In what ways has your past experience and expertise helped you, and in what ways not so much? 

I have a decade of experience standing in front of people talking about things I really believe in, articulating and explaining them. That has been a highly transferable skill. I learned at the university you could always take one step forward and do what you want if it coordinates with other people. But if you want to take steps two and three, you’d better make sure everyone is onboard. I learned that in this job and then some. You can’t go forward unless you have people with you. Also, an area I had studied and was very involved with was strategic decision making. What we do with any kind of community work is not just think how do we get what we want right now but rather take a longer approach. There’s been a lot of discussion about whether or not you focus on the small things or whether you’re in it for the whole game. Coming in here and putting that in practice has been really terrific. 

As for my past expertise not helping me, let’s just say the freneticness, the non-stop nature of everything, has been a cultural shift. But it’s been exhilarating.

Look ahead 10 years, and tell me how you think the Jewish community will look similar to and different from what we see today?

So much of it depends upon on the economic growth of the region. There is no way around it. If the economic growth goes in the direction I believe it has turned and is now heading, it is a very bright future for the St.
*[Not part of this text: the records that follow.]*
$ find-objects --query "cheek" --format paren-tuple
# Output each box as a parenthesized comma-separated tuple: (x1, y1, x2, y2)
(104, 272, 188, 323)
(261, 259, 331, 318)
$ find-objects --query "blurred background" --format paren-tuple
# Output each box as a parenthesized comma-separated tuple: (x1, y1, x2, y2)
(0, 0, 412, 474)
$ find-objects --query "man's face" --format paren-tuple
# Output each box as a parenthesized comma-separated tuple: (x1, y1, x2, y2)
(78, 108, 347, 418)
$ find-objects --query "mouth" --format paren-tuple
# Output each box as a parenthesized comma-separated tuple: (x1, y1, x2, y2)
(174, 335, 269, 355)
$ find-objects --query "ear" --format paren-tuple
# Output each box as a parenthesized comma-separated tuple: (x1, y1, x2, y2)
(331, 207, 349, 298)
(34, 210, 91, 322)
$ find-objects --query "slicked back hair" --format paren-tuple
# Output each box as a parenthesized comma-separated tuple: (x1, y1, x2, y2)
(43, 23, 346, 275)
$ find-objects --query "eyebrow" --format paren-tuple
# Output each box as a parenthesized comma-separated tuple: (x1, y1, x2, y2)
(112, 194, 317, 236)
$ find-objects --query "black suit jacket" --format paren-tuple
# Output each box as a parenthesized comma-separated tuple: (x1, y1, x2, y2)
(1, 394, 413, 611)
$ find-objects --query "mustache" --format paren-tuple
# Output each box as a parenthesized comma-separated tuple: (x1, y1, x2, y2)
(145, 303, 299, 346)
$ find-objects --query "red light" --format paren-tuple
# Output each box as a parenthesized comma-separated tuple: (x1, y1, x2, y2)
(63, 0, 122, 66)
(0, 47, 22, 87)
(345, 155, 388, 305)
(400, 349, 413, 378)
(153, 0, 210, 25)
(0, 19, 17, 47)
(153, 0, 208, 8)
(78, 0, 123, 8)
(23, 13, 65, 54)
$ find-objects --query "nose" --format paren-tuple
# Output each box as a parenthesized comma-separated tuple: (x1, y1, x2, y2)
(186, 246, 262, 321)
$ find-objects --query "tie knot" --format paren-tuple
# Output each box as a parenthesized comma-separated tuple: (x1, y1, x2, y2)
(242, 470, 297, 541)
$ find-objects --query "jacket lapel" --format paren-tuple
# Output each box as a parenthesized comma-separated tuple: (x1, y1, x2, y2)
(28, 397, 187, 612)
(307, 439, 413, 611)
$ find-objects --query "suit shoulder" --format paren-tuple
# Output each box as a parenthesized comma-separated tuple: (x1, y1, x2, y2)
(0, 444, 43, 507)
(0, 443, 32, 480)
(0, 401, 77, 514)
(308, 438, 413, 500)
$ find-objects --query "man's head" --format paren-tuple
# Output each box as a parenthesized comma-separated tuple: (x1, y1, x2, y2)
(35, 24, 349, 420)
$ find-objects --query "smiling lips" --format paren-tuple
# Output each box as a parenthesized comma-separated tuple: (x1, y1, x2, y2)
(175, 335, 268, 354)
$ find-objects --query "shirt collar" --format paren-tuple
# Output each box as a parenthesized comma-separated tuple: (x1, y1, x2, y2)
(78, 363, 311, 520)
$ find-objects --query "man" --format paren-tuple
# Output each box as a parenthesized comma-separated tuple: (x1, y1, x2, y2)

Louis Jewish community because it’s a very bright future for St. Louis. It’s one in which we find our niche growing in the tech and innovative space, particularly in biotech area and plant sciences. We have competitive advantages. I think we have to be very sensitive to the fact that we may have lost a generation, that’s a demographic question we will see with this study. If we have, the need that concerns me most is that of orphaned seniors — those people who are 60 and above and are approaching their senior years without their children in town. It’s not necessarily that they are financially strapped right now but with life expectancy growing and without the kind of informal support of a kid who drops by for coffee or dinner or takes their parent to a movie or theater you lose something in quality of life. Even if we get an influx or more people to stay in the community now, we have a population here that is likely without their kids in town and we need to be very sensitive to that. 
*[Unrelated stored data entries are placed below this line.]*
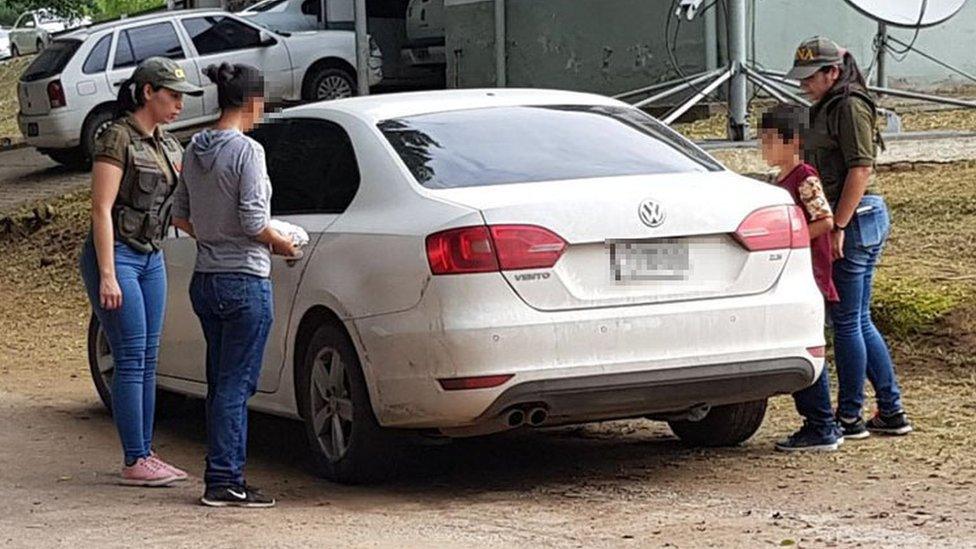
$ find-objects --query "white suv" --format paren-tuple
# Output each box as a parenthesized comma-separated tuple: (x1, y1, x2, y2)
(16, 8, 382, 167)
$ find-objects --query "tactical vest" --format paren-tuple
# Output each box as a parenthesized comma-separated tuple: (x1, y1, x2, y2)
(113, 130, 183, 254)
(805, 88, 885, 205)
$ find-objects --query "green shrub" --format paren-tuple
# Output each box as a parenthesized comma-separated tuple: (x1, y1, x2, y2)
(871, 274, 967, 338)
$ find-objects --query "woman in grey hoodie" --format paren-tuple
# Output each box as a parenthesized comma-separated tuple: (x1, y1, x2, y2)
(172, 63, 297, 508)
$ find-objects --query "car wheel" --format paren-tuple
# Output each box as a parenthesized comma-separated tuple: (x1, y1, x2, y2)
(303, 68, 356, 102)
(35, 39, 44, 53)
(668, 399, 767, 447)
(86, 313, 188, 417)
(80, 107, 116, 167)
(10, 43, 19, 58)
(297, 322, 394, 484)
(87, 313, 114, 413)
(41, 147, 87, 170)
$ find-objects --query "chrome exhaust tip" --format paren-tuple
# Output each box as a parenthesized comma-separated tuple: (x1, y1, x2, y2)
(506, 408, 526, 428)
(527, 407, 548, 427)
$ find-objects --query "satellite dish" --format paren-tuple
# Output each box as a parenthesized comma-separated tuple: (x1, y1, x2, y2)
(843, 0, 968, 28)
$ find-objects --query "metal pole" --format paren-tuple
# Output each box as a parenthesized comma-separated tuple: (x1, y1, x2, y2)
(495, 0, 506, 87)
(887, 35, 976, 84)
(704, 2, 718, 71)
(613, 70, 720, 99)
(760, 69, 976, 109)
(634, 68, 725, 107)
(876, 22, 887, 90)
(727, 0, 748, 140)
(663, 68, 734, 125)
(354, 0, 370, 96)
(742, 65, 811, 106)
Do you miss academia and teaching? 

I feel like every day that I come to work I am teaching and explaining things. 

Your two-year leave of absence with Washington University will be up in a year. What can we expect a year from now – will you return to your job as a political science professor there, will you resign from the university to stay in your job as Federation CEO and President or will you look to extend your leave with the university?
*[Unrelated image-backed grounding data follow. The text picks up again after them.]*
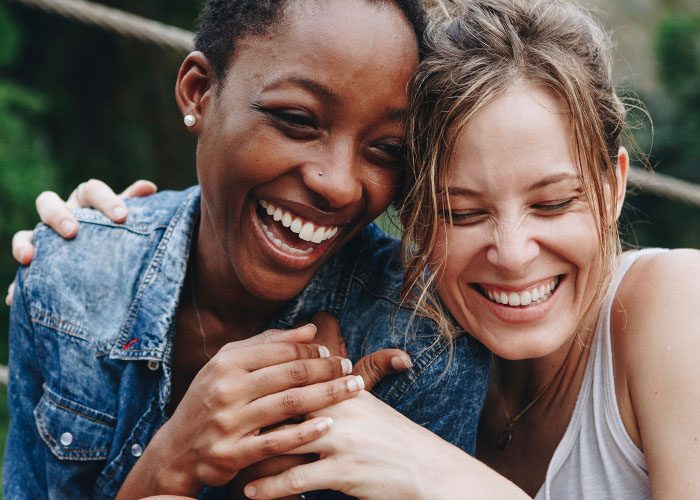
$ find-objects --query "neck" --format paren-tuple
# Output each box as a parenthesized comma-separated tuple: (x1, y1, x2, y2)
(496, 328, 594, 416)
(191, 202, 287, 340)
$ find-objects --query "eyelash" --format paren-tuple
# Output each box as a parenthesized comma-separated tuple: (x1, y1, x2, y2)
(441, 198, 577, 224)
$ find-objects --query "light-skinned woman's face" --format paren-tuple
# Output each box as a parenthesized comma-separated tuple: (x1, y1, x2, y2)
(185, 0, 418, 301)
(433, 83, 603, 361)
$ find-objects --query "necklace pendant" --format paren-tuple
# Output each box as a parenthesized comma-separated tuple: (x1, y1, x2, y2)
(496, 427, 512, 451)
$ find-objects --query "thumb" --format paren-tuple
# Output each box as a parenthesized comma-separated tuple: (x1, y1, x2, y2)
(353, 349, 412, 391)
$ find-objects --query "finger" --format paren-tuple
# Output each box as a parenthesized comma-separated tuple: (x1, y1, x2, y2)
(221, 323, 318, 352)
(310, 312, 347, 358)
(11, 230, 35, 265)
(74, 179, 128, 222)
(245, 375, 364, 430)
(244, 459, 337, 499)
(119, 179, 158, 199)
(5, 283, 15, 307)
(353, 348, 412, 392)
(233, 455, 316, 500)
(248, 356, 352, 398)
(233, 418, 331, 475)
(215, 341, 330, 372)
(35, 191, 78, 238)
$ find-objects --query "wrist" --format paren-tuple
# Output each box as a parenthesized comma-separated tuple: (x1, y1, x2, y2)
(117, 423, 202, 499)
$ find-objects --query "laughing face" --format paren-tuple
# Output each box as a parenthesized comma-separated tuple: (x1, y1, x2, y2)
(433, 83, 604, 361)
(188, 0, 419, 302)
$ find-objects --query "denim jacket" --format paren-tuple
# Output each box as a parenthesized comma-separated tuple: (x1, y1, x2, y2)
(4, 187, 490, 499)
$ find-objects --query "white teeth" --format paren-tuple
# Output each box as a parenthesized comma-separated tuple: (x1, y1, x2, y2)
(282, 213, 292, 228)
(258, 199, 340, 246)
(299, 222, 315, 242)
(483, 278, 560, 308)
(261, 223, 313, 255)
(311, 227, 325, 244)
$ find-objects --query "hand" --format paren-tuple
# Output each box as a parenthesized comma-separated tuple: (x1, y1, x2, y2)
(244, 392, 529, 500)
(229, 312, 413, 500)
(116, 324, 366, 499)
(6, 179, 157, 306)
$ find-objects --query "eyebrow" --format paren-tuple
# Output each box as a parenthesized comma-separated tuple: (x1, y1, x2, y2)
(262, 76, 340, 105)
(446, 172, 580, 197)
(262, 75, 407, 123)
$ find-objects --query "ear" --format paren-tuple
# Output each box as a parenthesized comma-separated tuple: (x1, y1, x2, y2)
(614, 146, 629, 220)
(175, 51, 216, 134)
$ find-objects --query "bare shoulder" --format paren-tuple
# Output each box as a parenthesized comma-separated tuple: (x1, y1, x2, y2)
(613, 251, 700, 494)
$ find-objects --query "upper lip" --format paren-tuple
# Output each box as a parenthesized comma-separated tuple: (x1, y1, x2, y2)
(473, 276, 562, 292)
(256, 197, 359, 228)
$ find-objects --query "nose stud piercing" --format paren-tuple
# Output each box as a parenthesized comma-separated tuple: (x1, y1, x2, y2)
(318, 171, 324, 177)
(184, 114, 196, 127)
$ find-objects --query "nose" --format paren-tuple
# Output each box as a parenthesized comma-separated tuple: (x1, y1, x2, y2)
(300, 142, 363, 209)
(486, 219, 540, 276)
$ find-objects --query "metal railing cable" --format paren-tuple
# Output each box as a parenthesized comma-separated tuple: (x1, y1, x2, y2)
(10, 0, 194, 52)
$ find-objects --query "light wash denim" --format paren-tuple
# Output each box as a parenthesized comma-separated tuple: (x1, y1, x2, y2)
(4, 187, 490, 499)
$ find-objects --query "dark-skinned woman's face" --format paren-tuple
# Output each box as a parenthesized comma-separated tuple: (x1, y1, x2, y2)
(190, 0, 419, 301)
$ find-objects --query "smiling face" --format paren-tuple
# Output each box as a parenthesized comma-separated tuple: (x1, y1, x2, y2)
(432, 83, 605, 360)
(191, 0, 418, 302)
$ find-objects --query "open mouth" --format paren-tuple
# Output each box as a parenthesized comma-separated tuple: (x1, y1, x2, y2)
(256, 199, 341, 257)
(471, 276, 562, 308)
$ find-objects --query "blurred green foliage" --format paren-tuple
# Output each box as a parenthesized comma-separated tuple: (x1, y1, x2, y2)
(622, 12, 700, 248)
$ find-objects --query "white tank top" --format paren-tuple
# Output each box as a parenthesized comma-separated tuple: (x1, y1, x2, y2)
(534, 249, 665, 500)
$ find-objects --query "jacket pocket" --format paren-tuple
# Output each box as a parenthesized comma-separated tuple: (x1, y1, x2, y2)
(34, 387, 116, 461)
I’d love to extend my leave at the university for another 20 years. I am really thriving in this job. I find coming to work exciting and challenging. I find the work we do holy and in service to others. It’s exactly the kind of work I wanted to do in my life right now. Whether I stay here or not is not in my own hands. I’m here in service to the community and at the will of the board and board chair. It has been a joy and a pleasure. You asked me before what was the most unexpected thing. Before I coming here I was told beware of your lay leadership, this was from people far away, who didn’t know the community. The single greatest gift I have had is the support in the sense of honest feedback, both positive and negative, and their dedication to me in supporting the community. It has been a learning experience of the very best kind.

Is there a scenario that would make you consider leaving?

If I came to view that I was being detrimental or harming the community. 

How has the job been on your family? 

Really good overall.  The upside is that my kids see me engaged in service to other people. Whereas before I studied justice and human rights, now seeing me do this is much more tangible and I think has had a profound influence on them. The job has demanded more time away from home. I’m sorry about that except that they were both at the end of high school (daughter Emma is now a college freshman, son Hoben is a high school senior) so the timing was good.